Das 15. Jahr im Vereinsleben begann mit der Anbringung der Gedenktafel für Richard Steche. Eine Baustellenführung auf der Niederwarthaer Brücke rückte die Weite des Elbtales und den Zusammenklang der Elbtalgemeinden in den Blick. Das Projekt Fontainenplatz nahm Gestalt an, das Brunnenbecken wurde freigelegt, die Fontaine aktiviert, am 30. Mai die Informationstafel installiert und am 16. November der mit Vereinsunterstützung fertiggestellte Schmuckplatz durch den Oberbürgermeister eingeweiht. Die 2009 komplettierte Bepflanzung nach historischem Vorbild mit Eibenkegeln, Berberitzen-Hecken und Rosen, war einem vom Verein organisierten „Pflanzeinsatz“ zu verdanken.
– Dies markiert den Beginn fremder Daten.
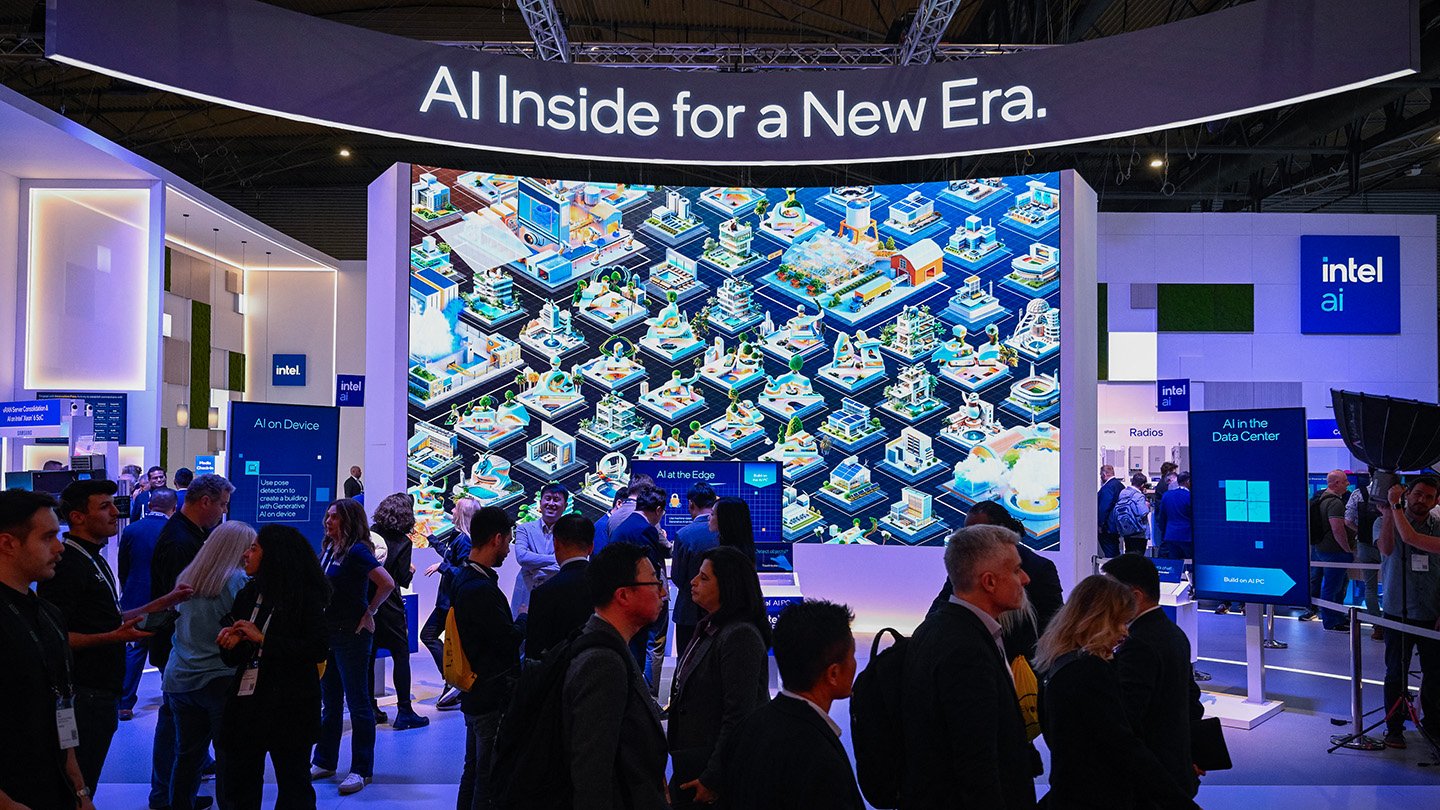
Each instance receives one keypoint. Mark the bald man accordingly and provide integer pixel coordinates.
(1334, 546)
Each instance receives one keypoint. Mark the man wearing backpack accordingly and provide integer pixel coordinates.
(1329, 542)
(611, 724)
(964, 732)
(491, 644)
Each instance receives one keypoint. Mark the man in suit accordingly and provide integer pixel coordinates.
(137, 545)
(562, 603)
(1157, 686)
(964, 732)
(1108, 496)
(691, 542)
(353, 484)
(1172, 521)
(788, 753)
(611, 722)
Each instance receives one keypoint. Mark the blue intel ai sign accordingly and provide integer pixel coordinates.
(1172, 395)
(1350, 284)
(288, 369)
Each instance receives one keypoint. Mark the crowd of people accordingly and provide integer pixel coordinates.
(265, 644)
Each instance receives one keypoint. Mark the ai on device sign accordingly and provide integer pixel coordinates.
(288, 369)
(1350, 284)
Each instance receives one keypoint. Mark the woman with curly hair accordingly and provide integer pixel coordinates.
(1082, 714)
(393, 521)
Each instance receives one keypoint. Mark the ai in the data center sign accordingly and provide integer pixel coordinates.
(282, 464)
(1250, 505)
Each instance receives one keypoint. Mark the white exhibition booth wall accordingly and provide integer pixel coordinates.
(1273, 366)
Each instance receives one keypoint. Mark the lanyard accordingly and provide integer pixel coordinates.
(45, 659)
(101, 571)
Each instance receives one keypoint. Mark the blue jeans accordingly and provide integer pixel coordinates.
(136, 653)
(475, 789)
(198, 721)
(1332, 584)
(347, 685)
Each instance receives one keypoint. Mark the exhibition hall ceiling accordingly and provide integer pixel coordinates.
(1374, 147)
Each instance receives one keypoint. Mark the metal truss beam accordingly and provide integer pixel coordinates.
(546, 29)
(925, 32)
(726, 56)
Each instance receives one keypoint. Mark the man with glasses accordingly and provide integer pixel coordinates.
(612, 725)
(491, 643)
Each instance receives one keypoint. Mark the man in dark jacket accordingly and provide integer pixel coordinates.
(562, 603)
(491, 643)
(615, 740)
(1159, 693)
(964, 734)
(788, 753)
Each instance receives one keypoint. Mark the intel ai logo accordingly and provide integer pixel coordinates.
(288, 369)
(1350, 284)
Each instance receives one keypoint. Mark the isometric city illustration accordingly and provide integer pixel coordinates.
(896, 349)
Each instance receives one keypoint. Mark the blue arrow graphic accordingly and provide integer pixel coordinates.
(1242, 580)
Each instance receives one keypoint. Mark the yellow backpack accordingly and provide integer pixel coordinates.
(457, 666)
(1027, 691)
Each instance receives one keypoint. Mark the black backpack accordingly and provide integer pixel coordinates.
(532, 763)
(874, 722)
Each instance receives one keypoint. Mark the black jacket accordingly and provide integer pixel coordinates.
(558, 607)
(965, 740)
(1044, 594)
(488, 636)
(723, 676)
(612, 727)
(782, 757)
(285, 705)
(1159, 693)
(1096, 760)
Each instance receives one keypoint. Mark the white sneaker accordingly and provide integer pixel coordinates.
(353, 783)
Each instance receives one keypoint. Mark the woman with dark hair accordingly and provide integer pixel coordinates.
(275, 636)
(730, 521)
(1083, 715)
(393, 521)
(722, 676)
(352, 568)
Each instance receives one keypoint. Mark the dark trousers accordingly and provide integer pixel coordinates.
(136, 653)
(198, 721)
(245, 768)
(1398, 649)
(683, 634)
(347, 685)
(1332, 584)
(475, 790)
(431, 636)
(97, 719)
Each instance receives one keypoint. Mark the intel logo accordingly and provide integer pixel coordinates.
(1345, 287)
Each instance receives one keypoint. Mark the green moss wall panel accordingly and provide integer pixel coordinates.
(199, 362)
(1206, 307)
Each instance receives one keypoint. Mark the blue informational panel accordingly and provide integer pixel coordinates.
(758, 483)
(1250, 505)
(282, 464)
(1350, 284)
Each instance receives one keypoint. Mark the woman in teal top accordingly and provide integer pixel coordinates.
(198, 682)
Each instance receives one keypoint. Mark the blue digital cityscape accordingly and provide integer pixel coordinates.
(893, 348)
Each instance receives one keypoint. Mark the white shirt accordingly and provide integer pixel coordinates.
(814, 705)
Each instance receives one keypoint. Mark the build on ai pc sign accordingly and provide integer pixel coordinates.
(1350, 284)
(1250, 505)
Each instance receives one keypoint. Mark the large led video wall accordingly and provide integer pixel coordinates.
(894, 348)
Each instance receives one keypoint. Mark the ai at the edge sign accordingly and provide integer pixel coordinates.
(1350, 284)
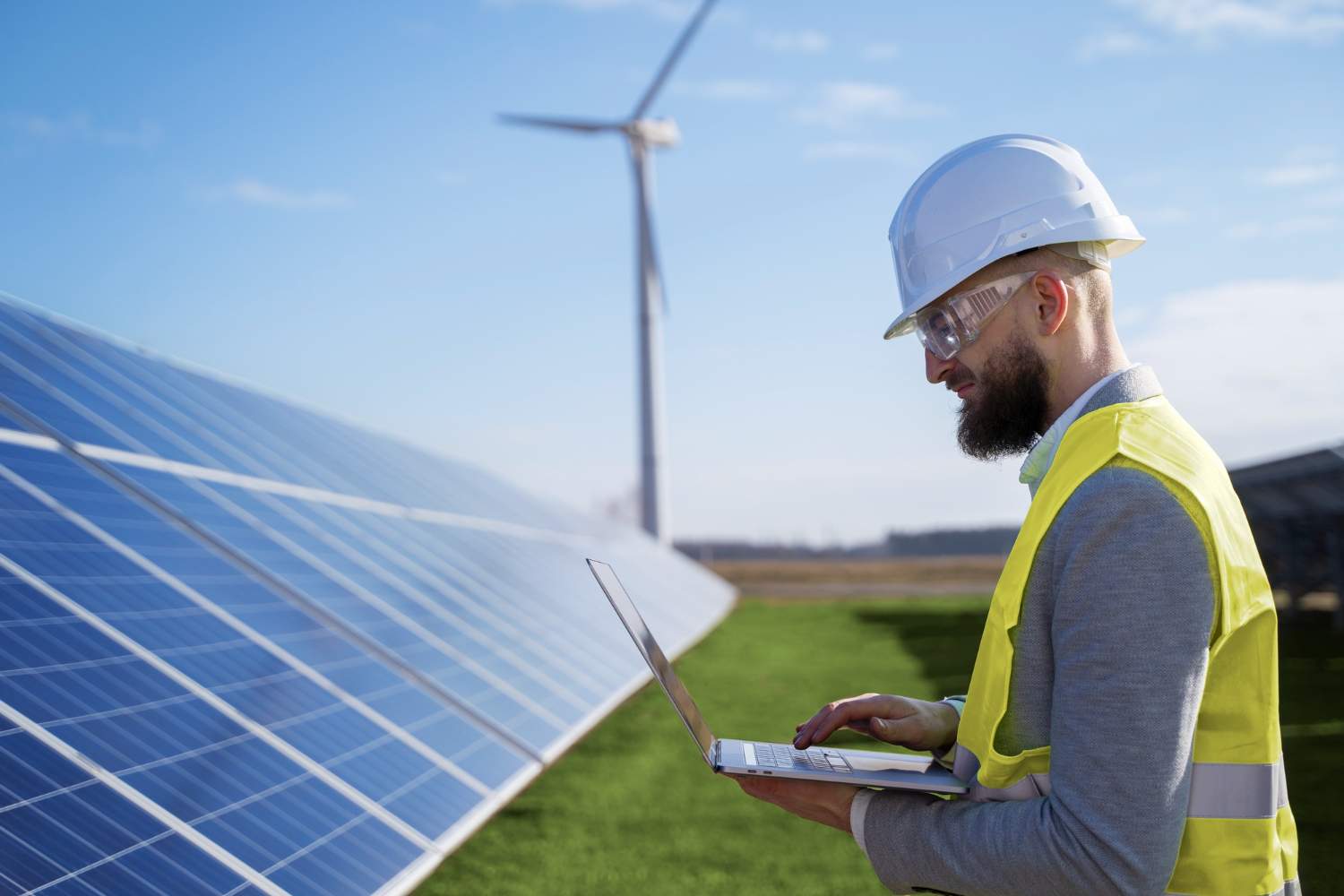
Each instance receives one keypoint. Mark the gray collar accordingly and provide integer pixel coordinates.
(1132, 384)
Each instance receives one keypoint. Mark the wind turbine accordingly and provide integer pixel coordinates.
(642, 136)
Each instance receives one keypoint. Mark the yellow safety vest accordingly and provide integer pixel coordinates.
(1239, 837)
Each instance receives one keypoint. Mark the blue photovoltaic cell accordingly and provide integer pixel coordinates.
(351, 669)
(351, 460)
(409, 645)
(65, 831)
(418, 657)
(254, 681)
(185, 755)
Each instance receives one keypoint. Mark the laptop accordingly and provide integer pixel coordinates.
(859, 767)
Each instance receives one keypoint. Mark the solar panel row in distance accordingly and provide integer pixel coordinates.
(247, 648)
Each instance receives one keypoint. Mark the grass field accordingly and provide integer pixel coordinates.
(633, 810)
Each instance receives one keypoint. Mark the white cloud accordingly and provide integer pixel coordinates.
(808, 42)
(1109, 45)
(80, 126)
(674, 10)
(1298, 174)
(255, 193)
(1252, 365)
(1207, 21)
(736, 89)
(843, 104)
(879, 51)
(1328, 199)
(857, 151)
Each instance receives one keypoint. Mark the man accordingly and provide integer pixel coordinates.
(1121, 728)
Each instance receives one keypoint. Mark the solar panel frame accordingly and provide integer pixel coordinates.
(402, 521)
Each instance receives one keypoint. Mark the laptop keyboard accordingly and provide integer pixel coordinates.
(811, 759)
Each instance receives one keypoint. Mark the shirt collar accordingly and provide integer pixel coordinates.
(1042, 454)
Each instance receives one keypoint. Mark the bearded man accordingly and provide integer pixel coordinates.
(1121, 728)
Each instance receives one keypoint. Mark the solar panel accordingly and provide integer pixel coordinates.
(250, 648)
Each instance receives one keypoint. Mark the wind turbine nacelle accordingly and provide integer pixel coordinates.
(655, 132)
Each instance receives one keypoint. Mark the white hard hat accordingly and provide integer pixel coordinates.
(995, 198)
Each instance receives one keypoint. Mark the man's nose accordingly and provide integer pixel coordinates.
(935, 368)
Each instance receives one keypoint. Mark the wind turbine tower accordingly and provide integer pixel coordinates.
(642, 136)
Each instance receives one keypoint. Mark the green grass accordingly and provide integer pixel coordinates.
(633, 810)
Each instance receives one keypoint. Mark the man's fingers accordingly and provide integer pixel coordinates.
(839, 713)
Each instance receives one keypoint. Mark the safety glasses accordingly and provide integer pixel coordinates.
(954, 323)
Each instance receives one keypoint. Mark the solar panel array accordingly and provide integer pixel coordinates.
(247, 648)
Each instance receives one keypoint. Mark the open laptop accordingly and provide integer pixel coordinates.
(860, 767)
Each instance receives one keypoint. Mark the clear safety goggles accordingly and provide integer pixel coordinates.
(956, 322)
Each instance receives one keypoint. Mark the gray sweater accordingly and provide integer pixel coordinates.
(1107, 669)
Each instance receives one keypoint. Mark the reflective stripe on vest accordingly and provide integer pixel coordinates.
(1289, 888)
(1239, 836)
(1217, 788)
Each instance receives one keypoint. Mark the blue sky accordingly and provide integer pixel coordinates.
(317, 198)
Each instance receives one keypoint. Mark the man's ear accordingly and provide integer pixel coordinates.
(1051, 303)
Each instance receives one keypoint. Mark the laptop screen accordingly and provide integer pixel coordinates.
(672, 685)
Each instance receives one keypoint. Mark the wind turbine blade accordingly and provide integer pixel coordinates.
(677, 48)
(650, 274)
(581, 125)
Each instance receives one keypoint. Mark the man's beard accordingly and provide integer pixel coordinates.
(1008, 406)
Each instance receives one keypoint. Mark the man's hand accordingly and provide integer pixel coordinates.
(811, 799)
(898, 720)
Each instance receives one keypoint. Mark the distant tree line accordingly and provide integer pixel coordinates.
(935, 543)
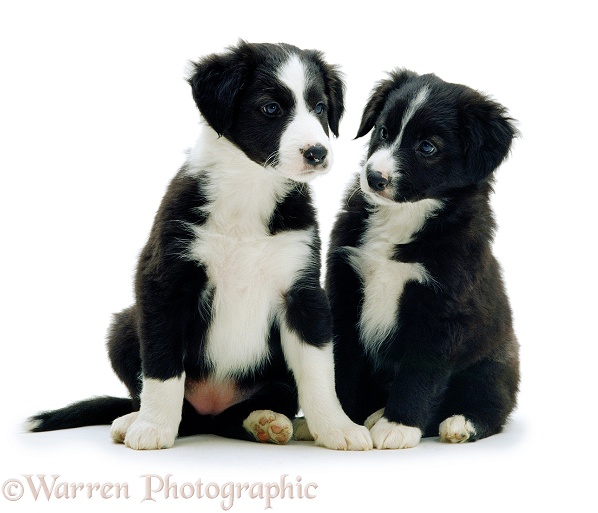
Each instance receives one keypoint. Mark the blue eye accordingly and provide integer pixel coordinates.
(271, 109)
(426, 147)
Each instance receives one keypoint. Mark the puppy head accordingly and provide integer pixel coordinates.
(277, 103)
(430, 138)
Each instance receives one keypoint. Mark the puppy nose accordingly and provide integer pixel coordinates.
(315, 155)
(376, 180)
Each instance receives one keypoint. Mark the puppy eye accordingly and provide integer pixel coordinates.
(426, 147)
(271, 109)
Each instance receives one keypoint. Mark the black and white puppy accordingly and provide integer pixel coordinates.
(230, 332)
(424, 343)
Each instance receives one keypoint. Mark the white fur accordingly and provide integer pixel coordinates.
(313, 369)
(157, 422)
(456, 429)
(391, 435)
(384, 279)
(373, 418)
(269, 426)
(304, 130)
(385, 161)
(249, 269)
(418, 100)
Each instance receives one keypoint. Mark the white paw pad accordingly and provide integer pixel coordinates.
(456, 429)
(269, 426)
(391, 435)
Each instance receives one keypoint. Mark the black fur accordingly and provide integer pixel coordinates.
(453, 351)
(163, 333)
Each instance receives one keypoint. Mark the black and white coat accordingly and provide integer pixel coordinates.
(230, 332)
(424, 342)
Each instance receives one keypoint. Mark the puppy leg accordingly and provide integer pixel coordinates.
(313, 368)
(156, 424)
(411, 404)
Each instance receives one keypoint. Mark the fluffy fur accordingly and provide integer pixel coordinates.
(424, 343)
(229, 319)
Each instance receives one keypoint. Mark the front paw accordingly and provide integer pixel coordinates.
(146, 435)
(456, 430)
(391, 435)
(121, 425)
(348, 437)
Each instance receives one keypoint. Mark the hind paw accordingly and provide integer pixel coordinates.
(269, 426)
(301, 430)
(456, 430)
(344, 436)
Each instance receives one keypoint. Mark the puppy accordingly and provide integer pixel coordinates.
(424, 342)
(230, 332)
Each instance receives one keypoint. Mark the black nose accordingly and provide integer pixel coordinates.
(315, 155)
(375, 180)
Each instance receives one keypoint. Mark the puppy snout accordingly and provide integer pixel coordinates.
(315, 155)
(376, 180)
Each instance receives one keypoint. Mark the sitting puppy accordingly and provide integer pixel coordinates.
(424, 343)
(231, 332)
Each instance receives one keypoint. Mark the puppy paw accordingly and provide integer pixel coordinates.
(391, 435)
(269, 426)
(121, 425)
(146, 435)
(301, 430)
(456, 429)
(347, 437)
(373, 418)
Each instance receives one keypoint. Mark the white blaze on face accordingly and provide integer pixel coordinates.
(384, 160)
(304, 128)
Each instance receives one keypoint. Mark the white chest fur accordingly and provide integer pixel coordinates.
(384, 279)
(249, 270)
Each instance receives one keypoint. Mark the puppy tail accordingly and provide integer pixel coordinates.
(91, 412)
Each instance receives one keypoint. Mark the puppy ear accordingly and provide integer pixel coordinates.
(382, 90)
(334, 88)
(215, 83)
(487, 132)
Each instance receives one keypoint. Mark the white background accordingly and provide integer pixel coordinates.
(95, 117)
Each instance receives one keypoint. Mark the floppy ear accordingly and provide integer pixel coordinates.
(379, 96)
(486, 132)
(334, 88)
(215, 83)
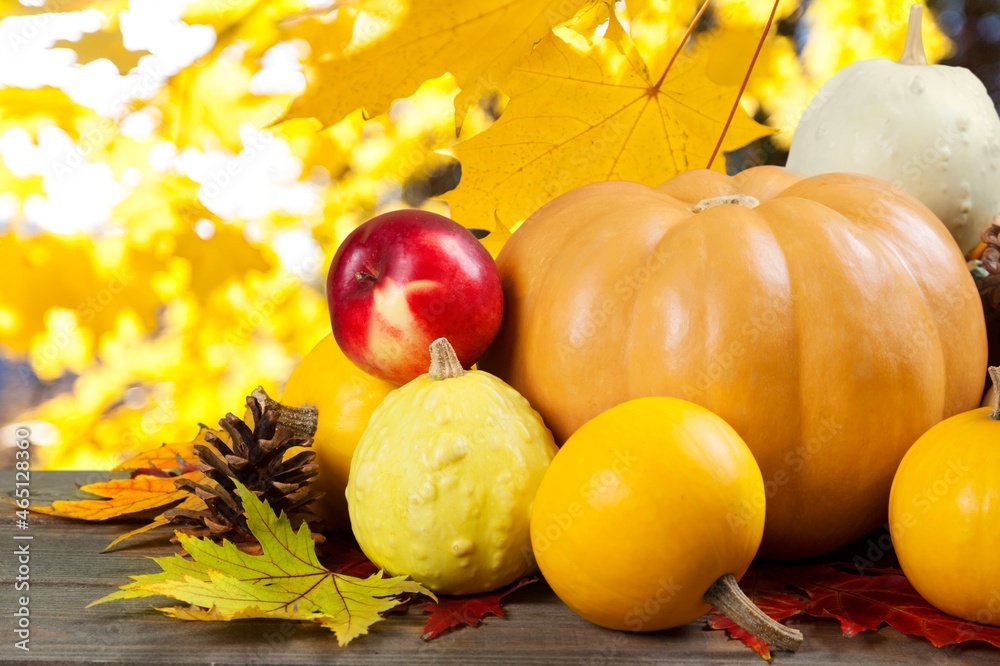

Radebeul, Fontainenplatz 5
Foto: X-Weinzar

Das Pro und Kontra von Gestaltungsregeln wurde 2010 diskutiert. Als Beitrag unseres Vereines zum 75-jährigen Stadtjubiläum konnte der Grabstein von Graf von Wackerbarth aufgestellt werden. Der Tag des offenen Gartens wurde ins Leben gerufen unter reger Teilnahme der Bewohner der mittleren Eduard-Bilz-Straße. Zum Bilzplatz wurde eine Bachelorarbeit betreut als Auftakt einer bürgerschaftlichen Planung. Der Platanenplatz wurde zum Pflanztag aufgewertet.

Der Vortrag „Radebeuler Häuser und ihre Bewohner“ und Besuch der Villa Sommer im Jahr 2011 war Auftakt der gleichnamigen Veranstaltungsreihe. Seit 2011 wirken wir beim Moritz-Ziller-Preis für Stadtgestaltung mit, dafür wurde der Bauherrenpreis nun nicht mehr jährlich ausgelobt.

2012 stand der Bismarckturm im Fokus, im März mit der Eröffnung Ausstellung Bismarckturmideen, im April mit der Präsentation der ersten Ideen, im November mit der Vorstellung des Zwischenstandes „Bismarck“. Gleichzeitig erfolgte die Aufstellung der zwei Schautafeln zur Villenkolonie Altfriedstein. Der Schlussstein des Weinbergtors zur Lage “Goldener Wagen” und die Toranlage wurde von Schloss Wackerbarth saniert. Unser Beitrag war die anschließende Vergoldung des Schlusssteins.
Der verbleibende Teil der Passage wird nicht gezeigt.